À l’occasion des fêtes de la Pâques Russe, mon arrière-Grand-Mère nous offrait des œufs durs colorés par leur cuisson avec de la pelure d’oignon.
Un jour, Théodosie a voulu coiffer mes cheveux en une belle tresse au bas de ma nuque comme dans la tradition russe.
Un soir de Noel en 1967, alors âgée de 14 ans, j’ai osé défier le silence. Je venais de recevoir en cadeau un globe terrestre. Je m’adresse à Nicolas et lui dis « Grand Père montre-moi d’où tu viens, » Il a pris le globe dans ses mains et me montre un petit point indiquant le village à 30 Km de VOLGOGRAD « J’habitais dans une ferme, là-bas le sol est plat et le regard se porte loin à l’horizon.

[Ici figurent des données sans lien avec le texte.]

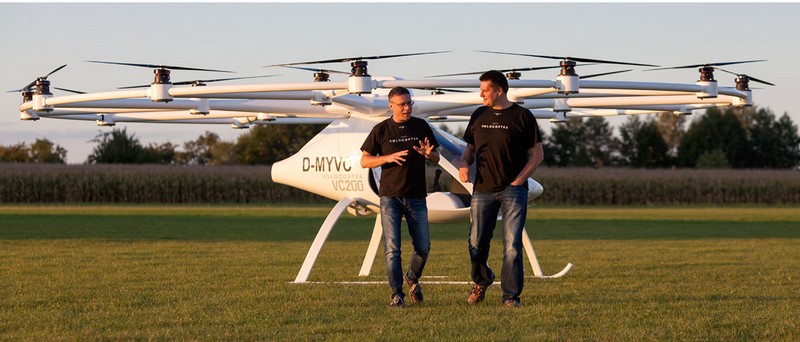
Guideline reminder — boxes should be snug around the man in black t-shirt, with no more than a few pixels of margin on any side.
[459,70,544,307]
[361,87,439,307]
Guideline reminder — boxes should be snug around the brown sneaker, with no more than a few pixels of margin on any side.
[467,285,488,304]
[389,295,406,308]
[403,276,423,303]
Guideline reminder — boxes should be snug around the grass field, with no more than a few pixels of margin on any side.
[0,205,800,340]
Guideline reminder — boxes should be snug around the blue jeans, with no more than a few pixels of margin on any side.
[381,196,431,297]
[469,185,528,301]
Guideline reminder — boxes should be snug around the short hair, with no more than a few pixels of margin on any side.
[388,87,411,99]
[480,70,508,93]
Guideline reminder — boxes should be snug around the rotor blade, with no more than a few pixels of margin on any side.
[747,76,775,86]
[282,65,350,75]
[580,69,633,79]
[411,87,472,93]
[714,68,774,86]
[478,50,658,67]
[117,84,150,89]
[53,87,86,94]
[117,75,280,89]
[42,64,67,78]
[87,60,234,73]
[267,51,450,66]
[426,65,560,77]
[172,75,280,85]
[644,59,766,71]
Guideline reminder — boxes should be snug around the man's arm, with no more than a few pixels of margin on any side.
[361,150,408,169]
[414,138,439,163]
[511,143,544,186]
[458,144,475,183]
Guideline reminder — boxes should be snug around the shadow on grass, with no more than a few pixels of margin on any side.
[0,214,800,242]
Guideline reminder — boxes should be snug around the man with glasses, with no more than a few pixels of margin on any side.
[459,70,544,307]
[361,87,439,307]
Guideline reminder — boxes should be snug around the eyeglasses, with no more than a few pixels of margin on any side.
[389,101,414,108]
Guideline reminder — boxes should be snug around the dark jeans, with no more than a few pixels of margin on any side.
[469,186,528,301]
[381,196,431,296]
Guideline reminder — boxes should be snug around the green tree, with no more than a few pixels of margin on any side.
[619,116,671,168]
[678,108,748,168]
[233,125,325,165]
[30,139,67,164]
[87,128,145,164]
[0,143,30,163]
[139,142,177,164]
[177,131,220,165]
[545,117,618,167]
[740,108,800,168]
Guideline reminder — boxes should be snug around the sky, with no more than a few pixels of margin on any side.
[0,3,800,164]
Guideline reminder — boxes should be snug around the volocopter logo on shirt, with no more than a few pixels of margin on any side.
[481,123,508,129]
[389,137,419,144]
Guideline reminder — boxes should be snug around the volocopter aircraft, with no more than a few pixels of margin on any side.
[13,51,774,283]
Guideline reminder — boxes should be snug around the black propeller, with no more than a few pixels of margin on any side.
[87,61,234,73]
[20,64,67,92]
[53,87,86,94]
[478,50,658,67]
[580,69,633,79]
[409,87,473,94]
[267,51,450,67]
[281,65,350,75]
[117,75,279,89]
[282,65,350,82]
[426,66,560,77]
[714,68,775,86]
[644,59,766,71]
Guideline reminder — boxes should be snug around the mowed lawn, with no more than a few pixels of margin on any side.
[0,204,800,341]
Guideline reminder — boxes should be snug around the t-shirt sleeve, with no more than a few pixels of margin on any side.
[425,121,439,149]
[525,110,542,148]
[464,107,483,145]
[361,125,381,156]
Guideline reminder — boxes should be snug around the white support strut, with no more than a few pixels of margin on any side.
[358,214,383,277]
[522,228,572,279]
[294,197,352,283]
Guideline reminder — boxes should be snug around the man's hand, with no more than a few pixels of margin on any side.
[414,138,433,158]
[458,165,470,183]
[383,150,408,166]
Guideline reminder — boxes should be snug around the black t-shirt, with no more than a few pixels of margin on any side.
[464,104,542,192]
[361,116,439,198]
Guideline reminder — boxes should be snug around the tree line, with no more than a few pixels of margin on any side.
[0,107,800,169]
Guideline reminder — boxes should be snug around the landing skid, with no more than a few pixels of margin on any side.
[294,198,572,283]
[522,228,572,279]
[294,198,353,283]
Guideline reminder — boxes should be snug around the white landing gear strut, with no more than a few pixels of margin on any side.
[522,227,572,279]
[294,198,353,283]
[358,223,572,279]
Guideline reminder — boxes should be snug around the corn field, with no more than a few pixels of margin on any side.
[0,164,800,205]
[0,164,326,203]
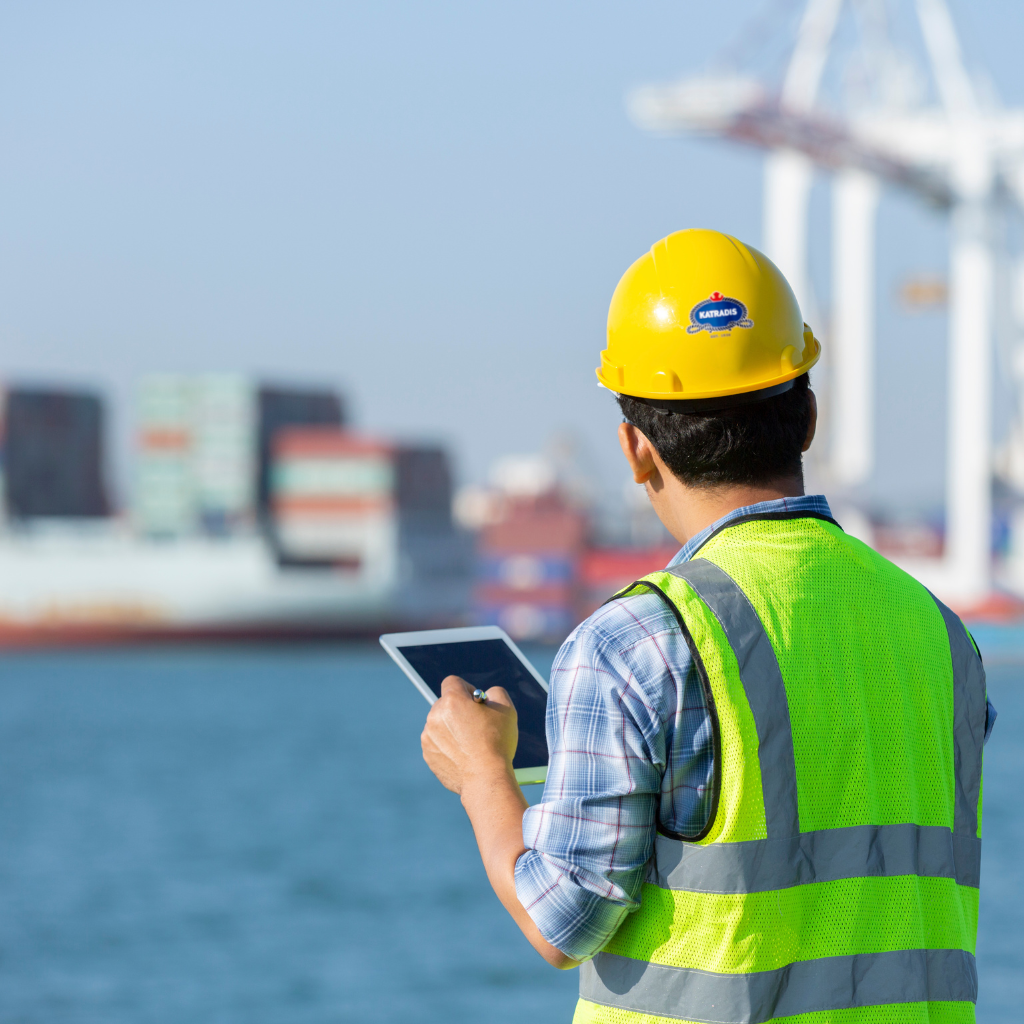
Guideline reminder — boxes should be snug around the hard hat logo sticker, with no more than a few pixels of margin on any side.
[686,292,754,334]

C’est dans la Volga que j’ai appris à nager. Je ne voulais pas quitter mon pays et notre mère a vendu tout ce qu’elle possédait. Au cours de ce long voyage sans retour, nous arrivons en gare de Moscou ou règne une agitation inquiétante. J’ai entendu des coups de canon, c’était encore la guerre ! »
Monique a gravé dans sa mémoire cet instant d’échange presque magique qui n’aura pas de suite. Nicolas était heureux de partager ses souvenirs d’enfance en Russie avec cette petite fille dont la curiosité venait de s’éveiller.
Vassili Varakine est ainsi le premier porteur de ce patronyme en France. Nous lui devons tous d’être cette famille aux multiples facettes. Cette mémoire familiale est un précieux héritage, et n’est pas définie pour toujours. Elle s’enrichira au fil des générations suivantes.
Il existe de nombreux guides et ouvrages pour se repérer dans les archives et débuter sa généalogie. Comme le souligne J. Varakine, mener son enquête et collecter un maximum d’informations, même si elles seront parfois contredites ensuite, représentent une étape essentielle.
Que l’un de ses ascendants soit étranger représente à la fois un avantage et un inconvénient. Leur présence a fait l’objet de nombreuses vérifications par l’administration française, ce qui laisse des traces dans les archives. Ils doivent notamment signaler leur présence dans les communes où ils résident plus de 15 jours à partir de 1888. Dans le contexte de la Première guerre mondiale, la méfiance envers les étrangers, suspectés d’espionnage, croît. Le décret du 2 avril 1917 impose la carte d’identité des étrangers. Sa durée est limitée à partir de 1924 et des enquêtes menées sur la moralité des demandeurs. Ce sont les documents liés à cette législation que présente ce document du mois. Ils sont conservés sur le site de Pau sous les cotes 4 M 270-1034 (consulter l’instrument de recherche sur earchives).
Sur la question, consultez le guide réalisé par les Archives départementales des Alpes-de-Haute-Provence (site consulté le 21/05/2024).
En revanche, l’accès aux archives dans les autres pays peut être particulièrement compliqué. Tous les pays n’ont pas pour règle l’accès libre et gratuit aux archives comme c’est le cas de la France depuis la Révolution française.
Le témoignage qui précède le montre : faire sa généalogie reste une histoire de patience.